Monday, November 10, 2008

The Re-Education Of Obama...

Homework For Obama

Bruce Fuller is a professor of education and public policy at the University of California at Berkeley. (Full biography.)

Barack Obama’s unwavering discipline and focus on the common good may explain his sweep on Election Day. These bedrock tenets will soon be tested, especially whether he can resuscitate a choking economy and reassure the middle class.

The imminent danger — as education groups and Democratic lobbies instantly float well-meaning reforms — is being bumped off course. It’s a lesson so painfully learned by Bill and Hillary Clinton after over promising and under delivering on health care. Wistful think tanks are urging more spending on charter schools, entitling even affluent parents to free preschools and toning down standardized testing.
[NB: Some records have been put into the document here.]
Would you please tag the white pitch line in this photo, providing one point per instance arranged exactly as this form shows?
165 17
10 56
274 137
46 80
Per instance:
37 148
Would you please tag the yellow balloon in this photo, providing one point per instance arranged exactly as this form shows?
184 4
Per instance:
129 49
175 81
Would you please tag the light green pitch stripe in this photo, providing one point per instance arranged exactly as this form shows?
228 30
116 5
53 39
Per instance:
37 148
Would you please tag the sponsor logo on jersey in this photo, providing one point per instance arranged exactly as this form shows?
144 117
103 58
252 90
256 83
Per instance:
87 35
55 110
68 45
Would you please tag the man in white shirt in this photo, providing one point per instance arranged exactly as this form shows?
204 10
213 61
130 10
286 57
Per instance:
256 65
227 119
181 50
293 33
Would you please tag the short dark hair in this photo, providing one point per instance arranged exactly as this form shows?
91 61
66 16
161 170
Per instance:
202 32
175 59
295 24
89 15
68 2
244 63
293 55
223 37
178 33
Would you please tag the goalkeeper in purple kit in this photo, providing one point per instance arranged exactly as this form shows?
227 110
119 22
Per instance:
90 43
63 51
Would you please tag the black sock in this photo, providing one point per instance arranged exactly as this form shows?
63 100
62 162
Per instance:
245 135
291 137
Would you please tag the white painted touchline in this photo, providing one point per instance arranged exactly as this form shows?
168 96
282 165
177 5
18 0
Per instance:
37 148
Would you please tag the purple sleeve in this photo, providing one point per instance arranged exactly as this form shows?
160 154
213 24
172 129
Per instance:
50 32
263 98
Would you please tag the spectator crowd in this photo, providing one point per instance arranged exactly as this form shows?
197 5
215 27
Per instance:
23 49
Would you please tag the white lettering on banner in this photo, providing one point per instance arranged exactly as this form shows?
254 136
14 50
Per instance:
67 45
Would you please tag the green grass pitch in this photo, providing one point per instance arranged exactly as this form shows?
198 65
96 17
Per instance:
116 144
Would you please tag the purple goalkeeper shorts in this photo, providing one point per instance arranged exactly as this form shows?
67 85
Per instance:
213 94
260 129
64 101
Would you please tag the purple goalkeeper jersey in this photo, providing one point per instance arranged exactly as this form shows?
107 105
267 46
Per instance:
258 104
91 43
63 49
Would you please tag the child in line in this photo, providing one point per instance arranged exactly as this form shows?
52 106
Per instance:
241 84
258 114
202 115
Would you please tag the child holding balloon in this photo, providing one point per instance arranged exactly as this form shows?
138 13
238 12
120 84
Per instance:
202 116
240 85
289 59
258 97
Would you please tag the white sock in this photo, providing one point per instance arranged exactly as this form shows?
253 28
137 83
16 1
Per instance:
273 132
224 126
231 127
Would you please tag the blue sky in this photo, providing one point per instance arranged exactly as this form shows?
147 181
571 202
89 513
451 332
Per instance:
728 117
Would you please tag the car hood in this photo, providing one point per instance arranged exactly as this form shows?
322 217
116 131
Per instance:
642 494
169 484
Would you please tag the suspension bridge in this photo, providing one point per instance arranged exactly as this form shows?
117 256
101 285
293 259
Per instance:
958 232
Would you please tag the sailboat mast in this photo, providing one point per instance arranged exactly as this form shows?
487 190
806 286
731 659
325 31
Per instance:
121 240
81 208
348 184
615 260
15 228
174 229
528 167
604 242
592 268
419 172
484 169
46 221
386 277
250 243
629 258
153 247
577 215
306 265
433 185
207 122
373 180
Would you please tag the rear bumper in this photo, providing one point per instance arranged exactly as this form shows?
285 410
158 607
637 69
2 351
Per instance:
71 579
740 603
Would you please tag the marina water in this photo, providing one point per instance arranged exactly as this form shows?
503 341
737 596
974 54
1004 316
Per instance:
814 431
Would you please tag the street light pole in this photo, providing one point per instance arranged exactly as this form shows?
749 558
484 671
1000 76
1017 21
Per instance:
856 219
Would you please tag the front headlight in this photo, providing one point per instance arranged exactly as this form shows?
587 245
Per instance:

Instead, Mr. Obama’s policy team should craft stiff economic medicine, while demonstrating how education investments can create new jobs and bolster the nation’s schools. No serious reforms will lift our schools, or lower the cost of college, until we push past the worsening recession. Gov. Arnold Schwarzenegger, watching state revenues collapse, announced last month that he must cut up to $4 billion from California’s schools and boost college tuition.

But Mr. Obama should come out of the gates with a stimulus package that would repair aging schools and quickly boost employment. Take the Los Angeles school system, which is midway through a $27 billion school construction program. So far, more than 70 new schools have opened in recent years and hundreds are being renovated. These safe and shiny schools have attracted a better trained, more diverse teaching staff. Initial evidence suggests that students in smaller, more personal high schools are outperforming their counterparts who still attend dilapidated, overcrowded schools.

An Obama stimulus package could infuse schools with $50 billion to address deferred maintenance projects, sprucing up classrooms, shrinking high schools, insulating buildings or installing double-pane windows to reduce energy costs. A recent analysis from New Jersey shows how 9,000 new jobs are created for every $1 billion invested in school repair and construction.

As Washington thaws out frozen credit markets — with the $700 billion bailout — debt service on school construction bonds could be eased. This would ensure that a bigger share of bond revenues goes toward employment creation. Now that taxpayers are protecting the jobs of well-heeled bankers, the next stimulus package must soften the recession’s fallout on middle-class workers.

More broadly, the Obama administration can then focus on strategic and long-term investments in schools, colleges and research centers. The political demise of the No Child Left Behind Act — its odds of survival continue to sink — offers the opportunity to rethink the federal role in education. Mr. Obama has wisely emphasized areas of investment that yield strong payoffs, like improving access to quality preschools for poor families.

Equally urgent, Washington should aid states in attracting smart and diverse young graduates to go into teaching. To retain them, educational institutions must become professional and supportive workplaces, not simply test-prep centers. This won’t be accomplished through attractive gimmicks, like more money for charters schools which, on balance, have yet to outperform regular public schools.

What’s key is for Mr.Obama’s transition team to stay honest to their boss’s resilient ability to screen out the static and stay focused on long-term remedies. Fresh infusions of bricks and mortar can spur job creation and inventive schools. Then, Washington can turn to human infrastructure, creating incentives and support inside schools that will enrich America’s teaching force.